Keep your feet on the ground, but keep reaching for the stars.
The new Savannah downtown plan, completed as a community-led effort and recently adopted by City Council, uses a similar mindset. Today’s situation is much more nuanced and challenging than 1733, so by nature the specific answers are complex. It’s also necessarily couched in the terminology of the moment. Boiled down to its core, however, it sounds familiar: it’s a series of aspirational notions of what the place can evolve towards, combined with a series of practical steps towards implementation. Those steps are a combination of many small actions and a few very big ones. It has a series of five key goals, some of which sound familiar to many plans:
1. Connect people and neighborhoods with the street grid
2. Expand public space and make it a cornerstone of city life
3. Focus on active transportation
4. Prioritize quality of life over commuting time
5. “Legalize” Savannah by enabling the original incremental, built pattern to be built again by-right.

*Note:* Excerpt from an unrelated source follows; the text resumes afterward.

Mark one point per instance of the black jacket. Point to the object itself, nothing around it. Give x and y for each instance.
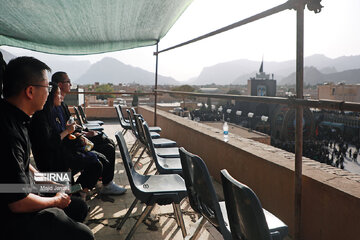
(50, 152)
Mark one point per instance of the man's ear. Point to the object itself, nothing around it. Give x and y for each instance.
(29, 92)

So what makes this unique or strong? I’d suggest it’s that element of both-and, instead of either-or. It’s fundamental in nearly every community I’ve been to that doing the little things, the incremental change, is far too difficult and expensive. Master plans need to not just understand this, but figure out how to truly enable it. This should be job one. But we also have some big efforts to undertake, too. Unwinding some of the destructive ideas of the 20th century by nature requires some big money and some big change. Let’s harness this to the productive advantage of our communities.
Let’s also not minimize that people need to have an idea of what their individual, small efforts could add up to over time. That’s a very human reality. The idea of the beautiful rendering isn’t to say a street or block or place will look like this; rather, it’s to say this is the direction we are headed in together. This is what is possible, if we motivate our many small actions and a few big ones.

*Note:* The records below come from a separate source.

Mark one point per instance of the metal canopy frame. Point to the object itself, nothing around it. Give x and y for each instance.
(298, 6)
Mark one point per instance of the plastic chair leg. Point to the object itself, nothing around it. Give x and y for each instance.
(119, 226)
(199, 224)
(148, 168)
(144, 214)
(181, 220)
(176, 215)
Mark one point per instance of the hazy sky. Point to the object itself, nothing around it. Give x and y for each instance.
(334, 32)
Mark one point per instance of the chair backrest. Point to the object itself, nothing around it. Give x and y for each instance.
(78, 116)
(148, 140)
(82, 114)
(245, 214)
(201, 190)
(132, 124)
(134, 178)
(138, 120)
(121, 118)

I’d suggest a few key mindsets when thinking about what a “strong” master plan could be:
1. Use time-tested principles for city-building & design
2. Understand and do the math
3. Enable lots and lots of small, incremental change by many hands
4. Find some opportunities for big, aspirational change
5. Identify a series of first steps to test that are inexpensive
6. Most importantly: don’t take years to complete a plan, since this just wears people out and builds cynicism. Radically shorten the process, especially by using the NCI charrette model.
Many, many more of our “solutions” to today’s problems do need to be found by enabling bottom-up creativity and action. We unwittingly stifle far too much creative and productive activity with a dizzying maze of bureaucracy and regulation, even though much of it is well-intentioned. But it’s also true that some problems simply require top-down, coordinated solutions. Some issues are so complicated or expensive that there isn’t an incremental step forward. We need to find room for those solutions, too.